When we launched Ignition and TurboFan earlier this year, we did so knowing it wouldn’t be overall positive, but that we’ll see performance regressions in several cases which we need to address in later releases. Most of these regressions were just a couple percent here and there, with a few significant regressions. Among the most serious regressions was the 4-5x performance hit on for..in peak performance, which was also highlighted in the Get ready: A new V8 is coming, Node.js performance is changing blog post in the summer, and led to some complaints in the community.

# Motivation

That blog post contains a micro-benchmark to measure performance of object iteration, which contains a test using the common pattern consisting of for..in with Object.prototype.hasOwnProperty guards:

var obj = {
x: 1,
y: 1,
z: 1
}
var total = 0
for (var prop in obj) {
if (obj.hasOwnProperty(prop)) {
total += obj[prop]
}
}


Note that in this particular case, the Object#hasOwnProperty guard is not used properly, because the lookup happens on the obj itself, which leads to potential performance issues, i.e. if you pass many different shapes of objects then the obj.hasOwnProperty access will become megamorphic, but might also turn into a correctness issue, i.e. if obj has a null prototype because obj was created via Object.create(null), then the expression obj.hasOwnProperty will raise an error.

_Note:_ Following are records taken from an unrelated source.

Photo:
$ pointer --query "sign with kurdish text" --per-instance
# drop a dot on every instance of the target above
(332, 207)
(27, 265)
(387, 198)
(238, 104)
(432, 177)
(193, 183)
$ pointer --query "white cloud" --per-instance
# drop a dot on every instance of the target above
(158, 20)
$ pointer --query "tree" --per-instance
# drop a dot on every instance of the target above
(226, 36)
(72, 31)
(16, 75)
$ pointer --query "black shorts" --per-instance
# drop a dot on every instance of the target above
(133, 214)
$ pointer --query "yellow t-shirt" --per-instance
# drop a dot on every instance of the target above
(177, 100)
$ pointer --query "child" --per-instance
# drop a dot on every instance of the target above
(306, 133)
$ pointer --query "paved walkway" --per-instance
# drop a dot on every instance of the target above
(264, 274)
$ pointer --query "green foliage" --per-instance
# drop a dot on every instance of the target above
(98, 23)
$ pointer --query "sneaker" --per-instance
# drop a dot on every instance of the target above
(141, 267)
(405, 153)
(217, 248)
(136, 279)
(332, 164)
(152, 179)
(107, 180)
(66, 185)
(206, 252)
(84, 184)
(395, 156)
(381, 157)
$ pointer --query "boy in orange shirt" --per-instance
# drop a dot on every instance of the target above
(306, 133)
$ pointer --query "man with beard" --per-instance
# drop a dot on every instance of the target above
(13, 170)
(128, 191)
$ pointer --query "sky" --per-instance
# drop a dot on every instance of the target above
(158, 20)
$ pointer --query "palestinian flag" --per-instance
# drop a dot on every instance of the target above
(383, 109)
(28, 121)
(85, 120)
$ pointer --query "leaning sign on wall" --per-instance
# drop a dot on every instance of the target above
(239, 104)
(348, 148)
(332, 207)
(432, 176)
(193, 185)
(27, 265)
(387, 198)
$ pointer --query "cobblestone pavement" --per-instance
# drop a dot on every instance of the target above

So make sure to always follow the advice to write Object.prototype.hasOwnProperty.call(obj, prop) instead, which is safe and avoids the potential negative performance impact:

var obj = {
x: 1,
y: 1,
z: 1
}
var total = 0
for (var prop in obj) {
if (Object.prototype.hasOwnProperty.call(obj, prop)) {
total += obj[prop]
}
}


In this case, it doesn’t really matter, because obj always has a single shape and always has the Object.prototype as its prototype, so the lookup of obj.hasOwnProperty is both fast and safe.

However looking at the performance of the micro-benchmarks in different V8 versions shows a significant drop in performance with the release of V8 5.9, which is when we launched Ignition and TurboFan.

In earlier versions of V8 up to 5.8, using for..in was by far the fastest way to loop over an object’s (own) properties and access the values. It was almost 5 times faster than the next closest approach, which is using the Object.keys builtin.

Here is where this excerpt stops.